🍄 Mushroom Genus Classification Fork

⭐ Overall Goal

Deploy a machine learning model that classifies the genus of a mushroom based on its image.

Background

Since we like to search for mushrooms in nature, this deployed model will help us learn more about the mushrooms that we see in the wild.

Value Proposition

When we search for mushrooms in the wild, we are often clueless about the mushrooms that we actually see, because we are not so knowledgeable about mushrooms in general. Deploying a classifier would therefore make this process more enjoyable, since we would be able to identify a mushroom's genus in real-time.

⭐ Framework

We will use timm, a collection of PyTorch image models. As timm contains pretrained models, we will use them as starting points for the model that we eventually deploy. We plan to fine-tune them for our specific prediction task.

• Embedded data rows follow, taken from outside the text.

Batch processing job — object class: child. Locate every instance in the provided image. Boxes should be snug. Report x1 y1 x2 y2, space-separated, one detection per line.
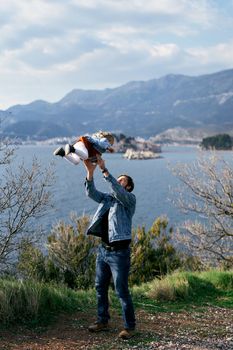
53 131 114 165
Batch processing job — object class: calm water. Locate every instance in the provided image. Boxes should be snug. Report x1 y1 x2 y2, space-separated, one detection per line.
8 146 233 230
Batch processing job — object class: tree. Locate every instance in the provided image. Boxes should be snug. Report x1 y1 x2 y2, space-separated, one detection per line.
47 213 97 289
0 134 53 272
173 154 233 266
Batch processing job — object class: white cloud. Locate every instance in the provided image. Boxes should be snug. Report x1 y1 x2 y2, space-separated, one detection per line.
0 0 233 109
186 41 233 67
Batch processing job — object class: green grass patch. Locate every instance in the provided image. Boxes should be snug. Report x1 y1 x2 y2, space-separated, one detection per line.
142 270 233 307
0 270 233 325
0 279 95 325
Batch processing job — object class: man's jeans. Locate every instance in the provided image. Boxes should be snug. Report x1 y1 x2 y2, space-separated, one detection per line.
96 246 135 329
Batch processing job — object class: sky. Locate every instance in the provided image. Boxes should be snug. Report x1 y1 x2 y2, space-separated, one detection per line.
0 0 233 110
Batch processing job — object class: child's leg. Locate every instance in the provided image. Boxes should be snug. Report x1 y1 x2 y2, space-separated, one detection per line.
64 153 80 165
73 141 88 160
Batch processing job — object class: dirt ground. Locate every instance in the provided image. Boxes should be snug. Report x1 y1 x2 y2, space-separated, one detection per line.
0 307 233 350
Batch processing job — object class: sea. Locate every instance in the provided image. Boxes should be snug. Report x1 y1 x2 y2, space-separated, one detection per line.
7 145 233 233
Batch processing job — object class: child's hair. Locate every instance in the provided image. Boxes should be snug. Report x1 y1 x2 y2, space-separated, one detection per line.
93 130 114 145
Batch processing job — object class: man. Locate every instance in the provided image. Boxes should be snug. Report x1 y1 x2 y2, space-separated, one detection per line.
84 158 136 339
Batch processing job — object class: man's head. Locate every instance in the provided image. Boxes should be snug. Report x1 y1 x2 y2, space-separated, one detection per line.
117 174 134 192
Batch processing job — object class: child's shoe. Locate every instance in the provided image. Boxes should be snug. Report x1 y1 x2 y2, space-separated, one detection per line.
65 143 75 156
53 147 65 157
88 156 98 165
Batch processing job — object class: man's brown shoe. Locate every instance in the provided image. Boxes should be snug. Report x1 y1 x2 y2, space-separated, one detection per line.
118 329 135 339
88 322 109 333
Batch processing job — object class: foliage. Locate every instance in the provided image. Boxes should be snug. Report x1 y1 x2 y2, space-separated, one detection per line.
0 135 53 272
0 270 233 326
147 270 233 301
0 279 88 324
201 134 233 150
129 217 182 284
18 214 97 289
173 155 233 268
47 215 97 289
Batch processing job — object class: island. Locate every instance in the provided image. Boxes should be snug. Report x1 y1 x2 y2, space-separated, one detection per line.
200 134 233 150
123 148 161 160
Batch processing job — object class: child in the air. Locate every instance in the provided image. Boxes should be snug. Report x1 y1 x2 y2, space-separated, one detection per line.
53 131 114 165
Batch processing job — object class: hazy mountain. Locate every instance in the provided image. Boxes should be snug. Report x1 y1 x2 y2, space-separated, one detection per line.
0 69 233 138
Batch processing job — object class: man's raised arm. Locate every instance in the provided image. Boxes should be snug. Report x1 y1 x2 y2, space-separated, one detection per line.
83 159 105 203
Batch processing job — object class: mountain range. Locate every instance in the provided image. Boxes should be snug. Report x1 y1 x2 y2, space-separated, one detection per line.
0 69 233 140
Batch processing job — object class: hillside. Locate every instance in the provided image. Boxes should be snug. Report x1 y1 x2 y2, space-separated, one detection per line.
0 69 233 139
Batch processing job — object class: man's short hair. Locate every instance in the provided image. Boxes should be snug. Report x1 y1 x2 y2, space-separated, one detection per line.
118 174 134 192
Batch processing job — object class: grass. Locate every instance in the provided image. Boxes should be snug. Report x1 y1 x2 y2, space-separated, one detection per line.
0 270 233 325
0 279 95 325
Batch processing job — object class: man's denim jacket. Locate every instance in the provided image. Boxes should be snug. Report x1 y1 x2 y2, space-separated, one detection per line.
85 174 136 243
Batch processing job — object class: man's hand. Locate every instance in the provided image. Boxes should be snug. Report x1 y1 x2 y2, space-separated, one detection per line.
97 157 109 176
83 159 97 181
97 157 105 170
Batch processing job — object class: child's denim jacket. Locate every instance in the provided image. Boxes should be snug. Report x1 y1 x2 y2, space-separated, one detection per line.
85 174 136 243
86 136 111 153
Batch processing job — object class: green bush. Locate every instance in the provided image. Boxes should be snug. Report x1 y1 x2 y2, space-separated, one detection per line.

Furthermore, we will use PyTorch Lightning to reduce boilerplate code and track our training experiments.

⭐ Dataset

Data Introduction

The dataset chosen for this project is the 🍄 Mushroom Image dataset 🍄 on Kaggle. It comprises 6714 images across 9 different mushroom genuses:

	Agaricus	Amanita	Boletus	Cortinarius	Entoloma	Hygrocybe	Lactarius	Russula	Suillus
Count	353	750	1073	836	364	316	1563	1148	311

In case we choose to add more data or change the dataset, other options include:

Another dataset on Kaggle, which contains 3122 images of 215 species of mushroom.

⭐ Models

Types of Models

Our starting points will be

Resnet50, a pre-trained general purpose image classification model, since it outperformed some other options on a related task: poisonous mushroom classification.
A CNN that we train ourselves on only the mushroom data, as a baseline.

Also, future iterations, and the eventually deployed model, are likely to be fine-tuned models from timm.

Metrics

We will evaluate our models using classification accuracy, as it will feel more natural for potential users of our application who are not familiar with machine learning.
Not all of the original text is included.